ATAMBUA, BELUNEWS.COM — Lembaga Pemasyarakatan (Lapas) Kelas IIB Atambua terus berkomitmen meningkatkan kualitas pelayanan publik, khususnya dalam mempermudah pemenuhan hak-hak integrasi bagi Warga Binaan. Salah satu langkah nyata yang dilakukan adalah memberikan pendampingan dan pelayanan khusus bagi pihak keluarga yang hendak mengurus administrasi penjaminan pada Kamis (22/01/2026).
Dengan semangat pelayanan PRIMA, bertempat di ruang Registrasi Lapas Atambua, Kepala Sub Seksi (Kasubsi) Registrasi, Yohanes Aluman, bersama staf memberikan pendampingan langsung mengenai pengurusan surat jaminan kepada keluarga warga binaan. Yohanes menjelaskan bahwa surat jaminan dari keluarga merupakan syarat mutlak yang harus dipenuhi dalam berkas usulan integrasi.
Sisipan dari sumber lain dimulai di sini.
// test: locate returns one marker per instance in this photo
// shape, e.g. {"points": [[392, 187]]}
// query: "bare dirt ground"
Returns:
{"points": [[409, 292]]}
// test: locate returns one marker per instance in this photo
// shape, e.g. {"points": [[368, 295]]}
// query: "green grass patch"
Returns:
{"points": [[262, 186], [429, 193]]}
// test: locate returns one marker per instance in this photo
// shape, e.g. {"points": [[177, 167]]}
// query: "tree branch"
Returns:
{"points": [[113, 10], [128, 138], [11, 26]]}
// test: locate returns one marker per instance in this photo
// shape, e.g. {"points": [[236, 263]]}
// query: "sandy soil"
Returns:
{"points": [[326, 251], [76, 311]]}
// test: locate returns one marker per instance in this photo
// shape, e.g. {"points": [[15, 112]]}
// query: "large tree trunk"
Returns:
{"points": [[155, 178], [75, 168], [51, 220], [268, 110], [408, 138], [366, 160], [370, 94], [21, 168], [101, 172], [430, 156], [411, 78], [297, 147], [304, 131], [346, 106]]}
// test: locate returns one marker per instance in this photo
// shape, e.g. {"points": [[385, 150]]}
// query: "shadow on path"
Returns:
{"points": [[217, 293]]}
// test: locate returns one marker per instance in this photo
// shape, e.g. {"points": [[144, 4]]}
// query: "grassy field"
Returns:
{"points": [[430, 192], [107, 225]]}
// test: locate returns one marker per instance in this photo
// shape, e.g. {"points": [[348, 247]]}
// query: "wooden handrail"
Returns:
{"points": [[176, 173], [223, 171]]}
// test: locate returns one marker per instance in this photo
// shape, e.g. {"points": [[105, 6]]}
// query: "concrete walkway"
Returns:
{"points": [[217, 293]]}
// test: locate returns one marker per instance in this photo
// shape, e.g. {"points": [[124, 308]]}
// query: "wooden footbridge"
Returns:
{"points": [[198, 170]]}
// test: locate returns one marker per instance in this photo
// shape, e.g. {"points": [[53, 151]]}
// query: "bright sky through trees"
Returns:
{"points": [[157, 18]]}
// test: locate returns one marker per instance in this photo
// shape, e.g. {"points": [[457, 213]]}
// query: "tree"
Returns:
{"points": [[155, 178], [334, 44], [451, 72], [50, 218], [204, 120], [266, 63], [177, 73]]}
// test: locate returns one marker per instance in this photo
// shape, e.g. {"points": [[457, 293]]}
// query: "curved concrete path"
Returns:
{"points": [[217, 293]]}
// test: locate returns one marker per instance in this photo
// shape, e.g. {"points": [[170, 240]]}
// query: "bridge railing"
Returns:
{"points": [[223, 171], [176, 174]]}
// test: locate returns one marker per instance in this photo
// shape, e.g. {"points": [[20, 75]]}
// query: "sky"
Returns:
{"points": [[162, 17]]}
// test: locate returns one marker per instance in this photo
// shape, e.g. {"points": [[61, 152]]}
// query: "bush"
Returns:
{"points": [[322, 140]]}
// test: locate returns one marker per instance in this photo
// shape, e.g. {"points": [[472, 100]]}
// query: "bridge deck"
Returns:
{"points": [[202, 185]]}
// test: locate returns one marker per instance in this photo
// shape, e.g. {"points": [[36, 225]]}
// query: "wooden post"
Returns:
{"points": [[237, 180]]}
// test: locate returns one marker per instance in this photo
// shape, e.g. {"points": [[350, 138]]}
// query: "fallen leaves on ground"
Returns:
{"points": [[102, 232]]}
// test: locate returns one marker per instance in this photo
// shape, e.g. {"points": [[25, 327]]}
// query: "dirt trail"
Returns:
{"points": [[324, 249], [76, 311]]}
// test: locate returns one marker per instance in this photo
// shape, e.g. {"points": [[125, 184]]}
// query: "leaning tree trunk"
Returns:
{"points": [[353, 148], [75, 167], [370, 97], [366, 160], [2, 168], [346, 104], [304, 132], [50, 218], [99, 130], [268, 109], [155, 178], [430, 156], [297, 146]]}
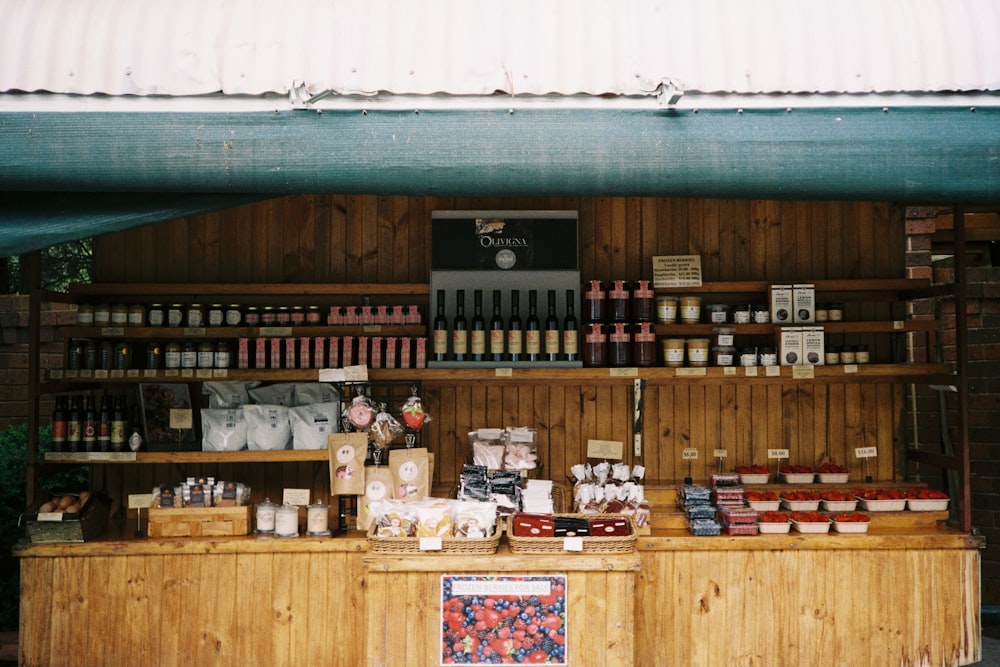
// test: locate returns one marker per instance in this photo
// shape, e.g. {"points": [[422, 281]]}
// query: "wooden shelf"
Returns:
{"points": [[941, 373], [192, 291], [243, 456]]}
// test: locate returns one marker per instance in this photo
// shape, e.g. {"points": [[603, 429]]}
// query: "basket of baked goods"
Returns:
{"points": [[535, 533], [434, 525]]}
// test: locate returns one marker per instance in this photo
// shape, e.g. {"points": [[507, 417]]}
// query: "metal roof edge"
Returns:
{"points": [[220, 103]]}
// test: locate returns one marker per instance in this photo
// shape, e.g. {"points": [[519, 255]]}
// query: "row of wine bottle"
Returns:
{"points": [[81, 425], [505, 340]]}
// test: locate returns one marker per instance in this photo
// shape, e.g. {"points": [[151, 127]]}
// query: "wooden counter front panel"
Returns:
{"points": [[208, 609], [812, 607]]}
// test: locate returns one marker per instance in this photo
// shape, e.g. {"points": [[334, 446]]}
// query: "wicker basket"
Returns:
{"points": [[591, 545], [449, 545]]}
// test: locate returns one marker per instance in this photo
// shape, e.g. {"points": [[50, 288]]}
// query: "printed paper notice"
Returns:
{"points": [[677, 271]]}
“Tanpa adanya penjamin yang jelas dari pihak keluarga, seorang Warga Binaan tidak dapat diproses untuk mendapatkan program integrasi, meskipun yang bersangkutan telah menunjukkan perilaku baik selama masa pembinaan,” ujar Yohanes.
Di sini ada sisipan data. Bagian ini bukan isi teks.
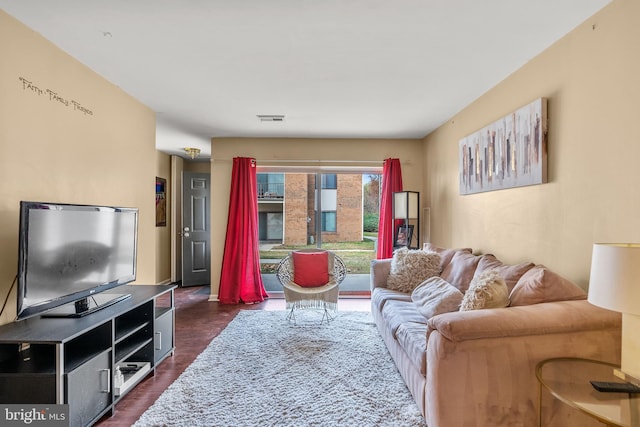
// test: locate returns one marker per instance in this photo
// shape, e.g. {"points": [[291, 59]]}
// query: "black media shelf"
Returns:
{"points": [[72, 360]]}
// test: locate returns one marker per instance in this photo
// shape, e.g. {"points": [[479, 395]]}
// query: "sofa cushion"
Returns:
{"points": [[379, 296], [460, 270], [445, 254], [510, 273], [488, 290], [410, 267], [396, 312], [540, 284], [435, 296], [412, 337]]}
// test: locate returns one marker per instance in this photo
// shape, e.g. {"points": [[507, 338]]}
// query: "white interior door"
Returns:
{"points": [[196, 233]]}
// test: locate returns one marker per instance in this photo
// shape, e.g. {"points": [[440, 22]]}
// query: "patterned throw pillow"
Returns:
{"points": [[410, 267], [488, 290]]}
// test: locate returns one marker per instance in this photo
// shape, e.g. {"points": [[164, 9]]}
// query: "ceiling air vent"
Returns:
{"points": [[271, 117]]}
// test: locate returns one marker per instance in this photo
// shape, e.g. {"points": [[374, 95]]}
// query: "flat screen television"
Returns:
{"points": [[69, 254]]}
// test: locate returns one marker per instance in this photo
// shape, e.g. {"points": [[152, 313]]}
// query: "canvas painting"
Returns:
{"points": [[511, 152]]}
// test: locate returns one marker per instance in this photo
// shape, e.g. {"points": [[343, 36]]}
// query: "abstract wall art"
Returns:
{"points": [[511, 152]]}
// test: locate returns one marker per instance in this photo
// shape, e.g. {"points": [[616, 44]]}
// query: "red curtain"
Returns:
{"points": [[391, 182], [240, 281]]}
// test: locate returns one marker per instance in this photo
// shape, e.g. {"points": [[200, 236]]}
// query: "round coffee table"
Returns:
{"points": [[568, 379]]}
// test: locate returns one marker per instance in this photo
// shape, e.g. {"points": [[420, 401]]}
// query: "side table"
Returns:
{"points": [[568, 380]]}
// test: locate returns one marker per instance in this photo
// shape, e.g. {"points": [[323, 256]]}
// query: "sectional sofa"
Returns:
{"points": [[477, 367]]}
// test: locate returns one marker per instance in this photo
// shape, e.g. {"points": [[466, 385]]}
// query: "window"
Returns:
{"points": [[329, 181], [270, 185], [329, 221]]}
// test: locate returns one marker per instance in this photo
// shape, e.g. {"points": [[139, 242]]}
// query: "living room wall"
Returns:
{"points": [[300, 154], [590, 78], [163, 233], [68, 135]]}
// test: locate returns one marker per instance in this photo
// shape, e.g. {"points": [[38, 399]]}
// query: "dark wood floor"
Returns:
{"points": [[198, 321]]}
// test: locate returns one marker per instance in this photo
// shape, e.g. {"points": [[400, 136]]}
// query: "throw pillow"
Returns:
{"points": [[543, 285], [310, 269], [410, 267], [435, 296], [488, 290], [510, 273]]}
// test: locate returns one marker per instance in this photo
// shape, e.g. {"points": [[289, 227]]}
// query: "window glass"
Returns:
{"points": [[329, 221], [329, 181]]}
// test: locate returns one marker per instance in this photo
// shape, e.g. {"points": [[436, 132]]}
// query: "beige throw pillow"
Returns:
{"points": [[488, 290], [436, 296], [410, 267]]}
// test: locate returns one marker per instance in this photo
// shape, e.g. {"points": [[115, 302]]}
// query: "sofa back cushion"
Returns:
{"points": [[435, 296], [540, 284], [510, 273], [461, 269], [411, 267]]}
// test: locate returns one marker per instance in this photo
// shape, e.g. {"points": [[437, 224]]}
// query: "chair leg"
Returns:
{"points": [[326, 314], [291, 315]]}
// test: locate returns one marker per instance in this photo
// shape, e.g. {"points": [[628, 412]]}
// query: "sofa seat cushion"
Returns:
{"points": [[412, 337], [540, 284], [395, 313], [379, 296]]}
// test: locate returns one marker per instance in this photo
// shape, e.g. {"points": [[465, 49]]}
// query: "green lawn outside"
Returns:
{"points": [[357, 256]]}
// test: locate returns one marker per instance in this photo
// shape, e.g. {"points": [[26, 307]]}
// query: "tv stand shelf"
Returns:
{"points": [[73, 361]]}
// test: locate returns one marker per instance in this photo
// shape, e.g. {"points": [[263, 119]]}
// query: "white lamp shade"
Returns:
{"points": [[615, 277]]}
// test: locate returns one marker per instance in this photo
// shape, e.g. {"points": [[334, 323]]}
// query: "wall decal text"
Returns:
{"points": [[54, 96]]}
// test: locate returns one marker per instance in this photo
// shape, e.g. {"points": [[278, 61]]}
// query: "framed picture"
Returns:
{"points": [[509, 153], [161, 202], [403, 235]]}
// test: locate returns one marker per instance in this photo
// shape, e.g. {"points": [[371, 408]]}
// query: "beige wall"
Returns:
{"points": [[298, 153], [590, 78], [163, 233], [50, 151]]}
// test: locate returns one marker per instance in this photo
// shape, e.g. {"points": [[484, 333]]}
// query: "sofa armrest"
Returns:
{"points": [[481, 364], [380, 269], [545, 318]]}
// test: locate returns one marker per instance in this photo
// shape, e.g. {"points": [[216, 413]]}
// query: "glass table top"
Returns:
{"points": [[568, 379]]}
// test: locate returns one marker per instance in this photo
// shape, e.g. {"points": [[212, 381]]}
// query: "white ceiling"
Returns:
{"points": [[334, 68]]}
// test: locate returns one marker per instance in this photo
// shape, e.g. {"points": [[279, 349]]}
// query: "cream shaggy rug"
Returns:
{"points": [[264, 371]]}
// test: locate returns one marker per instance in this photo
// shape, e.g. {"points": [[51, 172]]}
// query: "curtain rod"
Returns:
{"points": [[369, 162]]}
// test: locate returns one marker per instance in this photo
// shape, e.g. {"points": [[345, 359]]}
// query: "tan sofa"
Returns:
{"points": [[477, 368]]}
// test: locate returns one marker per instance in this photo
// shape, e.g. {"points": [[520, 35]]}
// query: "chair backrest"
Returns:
{"points": [[337, 268]]}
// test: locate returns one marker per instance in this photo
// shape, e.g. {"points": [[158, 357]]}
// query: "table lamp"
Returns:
{"points": [[615, 285]]}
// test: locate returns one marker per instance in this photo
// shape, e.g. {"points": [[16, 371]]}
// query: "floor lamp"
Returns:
{"points": [[615, 285]]}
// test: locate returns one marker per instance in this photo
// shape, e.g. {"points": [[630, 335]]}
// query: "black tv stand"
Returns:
{"points": [[87, 305], [75, 361]]}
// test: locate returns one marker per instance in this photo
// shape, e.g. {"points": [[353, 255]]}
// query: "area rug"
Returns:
{"points": [[265, 371]]}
Ia menambahkan bahwa program integrasi—seperti Pembebasan Bersyarat (PB), Cuti Bersyarat (CB), dan Cuti Menjelang Bebas (CMB)—adalah hak Warga Binaan yang telah memenuhi syarat administratif maupun substantif. Namun, kendala utama di lapangan seringkali adalah ketidaktahuan keluarga mengenai prosedur penyusunan dokumen vital tersebut.
“Oleh karena itu, kami hadir untuk membantu mengarahkan, menjelaskan persyaratan, hingga memandu pengisian formulir surat jaminan tersebut agar tidak terjadi kesalahan,” imbuhnya.
Senada dengan hal tersebut, Kepala Lapas (Kalapas) Atambua, Bambang Hendra Setyawan, menegaskan bahwa seluruh proses pendampingan dan pengurusan integrasi dilakukan secara transparan tanpa dipungut biaya sepeser pun.
“Kami ingin memastikan seluruh proses berjalan transparan dan akuntabel. Banyak keluarga yang datang dari pelosok desa mungkin merasa sungkan atau bingung dengan urusan administrasi. Di sinilah peran petugas untuk mendampingi mereka agar proses integrasi tidak terhambat. Seluruh layanan pengurusan surat jaminan dan pengusulan hak integrasi dipastikan gratis atau nol rupiah,” tegas Hendra.
Langkah proaktif ini mendapat apresiasi positif dari masyarakat. Antonius, salah satu keluarga penjamin, mengaku sangat terbantu dengan keterbukaan informasi di Lapas Atambua. “Awalnya saya khawatir prosesnya akan rumit dan lama. Namun, petugas sangat sabar membantu mengarahkan dokumen apa saja yang harus dibawa dari kantor desa. Pelayanannya cepat dan benar-benar tanpa biaya,” ungkap Antonius.
Melalui sinergi antara petugas Lapas, warga binaan, dan pihak keluarga, Lapas Atambua berharap proses usulan integrasi ke Direktorat Jenderal Pemasyarakatan dapat berjalan lebih akseleratif. Hal ini diharapkan mampu menekan tingkat hunian berlebih (overcrowding) di dalam Lapas, sekaligus memberikan kesempatan bagi warga binaan untuk kembali ke tengah masyarakat dan memulai lembaran hidup baru lebih awal.